Todo acto de envidia es una confesión.
Pero casi nadie declara sentirla para no evidenciar sus complejos casi siempre de inferioridad.
Se trata de una forma de violencia generadora de una toxicidad sutil, a veces, y de enfrentamientos punitivos, en otras.
Asalta espacios ajenos, complica toda iniciativa armónica, crea sufrimiento innecesario.
El apandillamiento envidioso pertenece por igual al subdesarrollo mental por necesidad.
Se trata también de un problema relacionado con el estado de conciencia de cada quien.
Hay un correlato histórico fluido que lleva a dar continuidad a las realizaciones artísticas, artesanas y culturales en general, y es hasta hermoso, no signado por la torpeza envidiosa que suele ejercerse con saña y mala voluntad.
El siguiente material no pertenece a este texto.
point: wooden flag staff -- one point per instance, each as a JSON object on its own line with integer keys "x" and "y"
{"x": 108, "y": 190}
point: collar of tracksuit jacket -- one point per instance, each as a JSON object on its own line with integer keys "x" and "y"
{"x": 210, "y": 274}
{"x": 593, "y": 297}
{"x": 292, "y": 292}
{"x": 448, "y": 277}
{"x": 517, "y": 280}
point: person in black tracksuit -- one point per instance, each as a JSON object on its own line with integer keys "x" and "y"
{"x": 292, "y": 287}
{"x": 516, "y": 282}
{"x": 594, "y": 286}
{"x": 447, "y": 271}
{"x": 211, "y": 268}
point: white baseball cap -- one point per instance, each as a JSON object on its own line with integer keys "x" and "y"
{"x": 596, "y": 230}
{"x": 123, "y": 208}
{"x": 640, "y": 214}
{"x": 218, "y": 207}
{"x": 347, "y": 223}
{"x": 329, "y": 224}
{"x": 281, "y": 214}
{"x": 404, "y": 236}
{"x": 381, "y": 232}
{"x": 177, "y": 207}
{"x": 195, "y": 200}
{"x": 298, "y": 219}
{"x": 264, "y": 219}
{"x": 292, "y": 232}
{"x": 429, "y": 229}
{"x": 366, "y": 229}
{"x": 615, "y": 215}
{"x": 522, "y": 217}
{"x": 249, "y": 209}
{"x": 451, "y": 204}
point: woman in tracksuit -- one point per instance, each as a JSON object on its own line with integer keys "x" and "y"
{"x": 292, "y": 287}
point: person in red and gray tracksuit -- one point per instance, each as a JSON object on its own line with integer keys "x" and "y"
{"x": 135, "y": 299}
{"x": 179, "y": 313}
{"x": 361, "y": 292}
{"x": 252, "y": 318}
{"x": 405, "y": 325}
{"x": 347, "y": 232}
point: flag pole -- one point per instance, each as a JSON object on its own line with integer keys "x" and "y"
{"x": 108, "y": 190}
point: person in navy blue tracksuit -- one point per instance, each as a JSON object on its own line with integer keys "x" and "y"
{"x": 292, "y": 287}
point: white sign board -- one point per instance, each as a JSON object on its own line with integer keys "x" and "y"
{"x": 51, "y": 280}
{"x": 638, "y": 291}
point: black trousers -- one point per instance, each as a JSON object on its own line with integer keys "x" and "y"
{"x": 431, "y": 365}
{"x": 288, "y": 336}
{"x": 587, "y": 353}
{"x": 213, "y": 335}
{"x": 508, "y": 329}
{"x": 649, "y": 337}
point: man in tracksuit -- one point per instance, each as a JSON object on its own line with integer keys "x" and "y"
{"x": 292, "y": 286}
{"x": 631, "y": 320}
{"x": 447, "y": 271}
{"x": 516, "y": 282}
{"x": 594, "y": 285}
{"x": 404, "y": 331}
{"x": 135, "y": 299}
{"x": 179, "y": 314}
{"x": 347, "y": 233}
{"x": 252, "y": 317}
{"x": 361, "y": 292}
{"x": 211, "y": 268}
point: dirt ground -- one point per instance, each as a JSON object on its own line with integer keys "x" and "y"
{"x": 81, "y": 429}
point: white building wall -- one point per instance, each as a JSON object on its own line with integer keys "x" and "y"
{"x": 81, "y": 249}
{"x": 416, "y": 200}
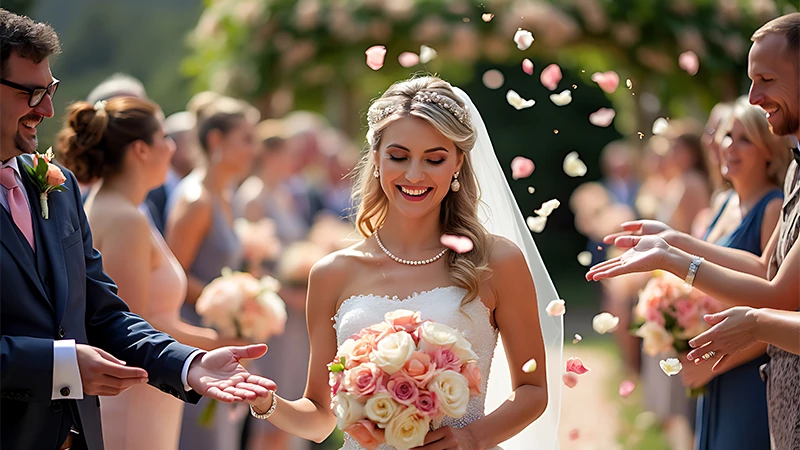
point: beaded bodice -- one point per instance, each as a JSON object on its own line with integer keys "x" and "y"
{"x": 441, "y": 305}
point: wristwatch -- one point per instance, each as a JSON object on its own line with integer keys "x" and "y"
{"x": 269, "y": 412}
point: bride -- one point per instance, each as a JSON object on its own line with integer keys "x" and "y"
{"x": 430, "y": 156}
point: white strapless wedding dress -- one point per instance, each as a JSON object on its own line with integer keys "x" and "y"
{"x": 439, "y": 305}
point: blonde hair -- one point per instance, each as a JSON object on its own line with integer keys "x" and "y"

Lucas afirma, creíblemente ya que había ocasión para ello en razón de sus recelos e intereses, que los fariseos llevaron al Cristo a la crucifixión por pura envidia.
Quienes envidian creen que alguien le sustrae un espacio exclusivo, una iniciativa y un logro que solo a ellos pertenece.
Reducen el mundo, de manera enfermiza y mórbida a su entorno limitado, y creen que creando una atmósfera de turbiedad en torno a su “rival” resuelven sus problemas, que son suyos y de nadie más.
La gente envidiosa es por lo general mediocre, se entrega al chisme, a la intriga, al daño, a las complicidades acosadoras, afectando la coexistencia entre seres humanos.
Hay envidiosos feroces, descarados, payasos delictivos, ritualizados e impermeables que no entienden cómo es que el mundo no gira en torno a ellos y que nunca lo hará.